After a week of wildlife viewing and exploring the inland passage, we made our way to the first lodge, just outside of Anchorage. Nearby, there was only one fishable river after a week of rain had muddied up most of the other options. No matter, it had strong populations of sockeye, silvers, pinks, and chums swimming around after the summer's spawn and, more importantly, dolly varden and rainbows that hadn't given up on life and would still eat eggy patterns or something with some sexy flash to it.
Bead patterns were the ticket and healthy fat rainbows were the main attraction.
Many thanks go to guide Tyrone Potgieter who found the fish, kept it real, got some great photos, and avoided the bears.
On to the next town and a completely new fishery. The charter outfits in and around Homer had just closed up shop for the year on Labor Day so options were limited. I did however receive word of epic salmonid waters a short taxi ride to the North. Taxi-in fishing had produced in the past and it would produce again.
First dolly ever.
I attacked the river for 9 hours this day and although a few dolly's came to net, silvers and steelhead were the main attraction on the Anchor River and the reason people fish it. I hooked into a few silver bombers that day, none of the hookups were solid. This was a hard learning experience as I'm relatively new to steelheading but the time spent on this river was incredible and included such unforgettable moments as an adult bald eagle swooping down to snatch up a dead chum salmon mere feet away, witnessing the landing of a few 3+ foot silvers and steelhead by nearby fishermen, and a good 2 hour lecture on steelhead fishing, life, and love from Bruce, resident of Anchor Point, steelhead conquistador, and all around fuckin boss.
I wouldn't even know where to start or how to describe the rest of the trip, the wildlife seen, and the crisp, jolt of life that I constantly got in the presence of such beauty. Suffice it to say that I've never experienced such a profound connection to a landscape in my life. It felt like leaving home when we flew out of Anchorage even though we'd only known the place for 2 short weeks. At some point, I will be back.

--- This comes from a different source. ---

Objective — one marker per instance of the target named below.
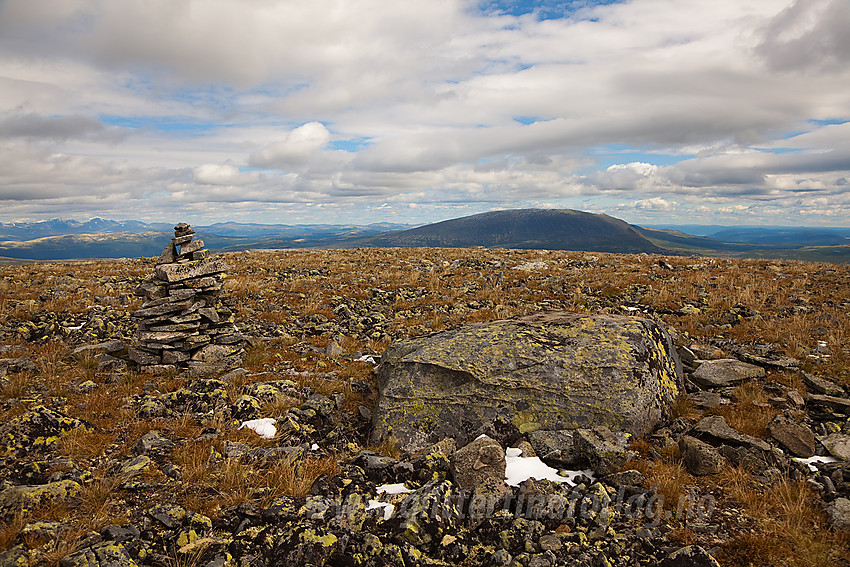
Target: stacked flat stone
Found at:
(183, 321)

Immediately after leaving Anchorage, I'm off the plane in Seattle and staying with James and Jesse for the weekend before heading home. James and I are out of the house well before dawn the next morning and cruising down the road in search of salmon.
Reel busting coho.
A few hundred casts later, another good 'ol American salmon
This fishbeast provided sustenance in the form of salmon roe sushi rolls and soy and maple syrup marinated steaks.
And if by some divine acknowledgement of this incredible day, James and I spotted the rarest of Anal RV's, the Anal Fireball, at the very beach we spent the morning fishing at. If you have no idea what this is about, please refer to this post. Neither James nor I had seen an Anal Fireball since the last time we had fished together at Henry's Lake, one year before. What did it mean? Neither of us could say for sure, but the gravity and timing of its presence was undeniably profound.
Jesse and I hit the road and drove 100 miles East to grease some healthy little rainbows from a raft in the first Western style trout attack I had been a part of since leaving Wyoming.
Felt good to fish in the wide open. Felt like being home.
Thanks for the good times guys.
i don't know what you and james get up to when you're alone but it must do something for the fishing...
Great post. The RV was a sign that all things were right with the world at that moment. Caught my first ever coho last week at a new beach mr. robbins showed me.
Congrats on an incredible trip Morrell.
Wow, one hell of a trip. Thanks for the read.